Previously we looked at pitching and assignment letters, now we’ll take a look at what happens during editing, both from the writer’s perspective and the editor’s.
First of all, it’s worth stating that editing is a process. It takes time.
When you send in your first draft, it should be free of errors, but that doesn’t necessarily mean you’re done. Every writer needs an editor. (Yes, even our editors! So, please send us any typos you spot.)
There are several different kinds of editing that occur before an article sees print (or print-like pixels), but the first pass is substantive editing, which focuses on the content and organization (structure and flow) of an article.

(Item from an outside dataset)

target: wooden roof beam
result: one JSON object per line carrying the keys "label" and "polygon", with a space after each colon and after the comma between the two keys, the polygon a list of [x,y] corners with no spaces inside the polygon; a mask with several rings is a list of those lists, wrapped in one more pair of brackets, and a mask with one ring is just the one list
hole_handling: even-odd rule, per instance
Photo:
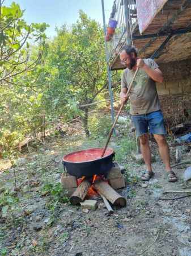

The editor reads through the piece several times to ensure that everything necessary to the coherence of the article is present. Is there a nut graf? Does the piece stick to its focus? Does it fulfill the expectations outlined in the assignment letter, and does meet our audiences’ needs?
Often there are areas that could use expansion, especially where salient details are missing. Keep in mind the old adage “show, don’t tell.” Rather than saying “this technique worked,” show what effect it had, let us know the specific benefits you received, and always favour specifics over generalizations. Not “some people say,” but “Pari Patel, author of [x], says…” or “I found that…”
Other areas may benefit from tightening, such as adverbs that could be replaced with stronger verbs, confusing mixed metaphors that should be sorted out, and repetitive points should be removed. Repetitive points ought to be removed. Repeti-… you get it.
Your editor may ask for clarification where an argument is unclear, or suggest changes where language makes heterosexist assumptions about our readers, for example.
We love practical applications, and when a technique is described, your editor may ask for examples that demonstrate its use and effect to our readers. Examples drawn from real your life experience trump anecdotes relayed fourth-hand.
Each piece will have its own structural needs, so it’s difficult to generalize on what an editor is looking for, but it has to have a logical flow. Each type of article (how-to, profile, narrative essay, news item, etc.) has its own standard considerations that writers serious about their craft may want to become familiar with.
Speaking broadly, we may suggest structural edits that would improve the flow of ideas to ensure they’re presented in a logical way (chronologically or thematically), or recommend subheads to group ideas and provide smaller, bite-sized nuggets for easy Internet digestion.
Once provided with these suggestions, the writer (that’s you!) will complete a second draft that addresses the concerns outlined.
We always write (and edit!) in service of the reader. If you disagree with my suggestions, that’s fine, but you should have a good reason for doing so, and provide solutions to the problems identified that better addresses our readers’ needs.
Most writers hit it by their second draft, which then goes through copy editing and proofreading (largely invisible to the writer), before the writer approves the final version that will appear on the site.
If you have any questions, always feel free to relate them back to your editor. We’re not here to mess with your authorial integrity, instead, we’re here to help your writing become the very best version of itself.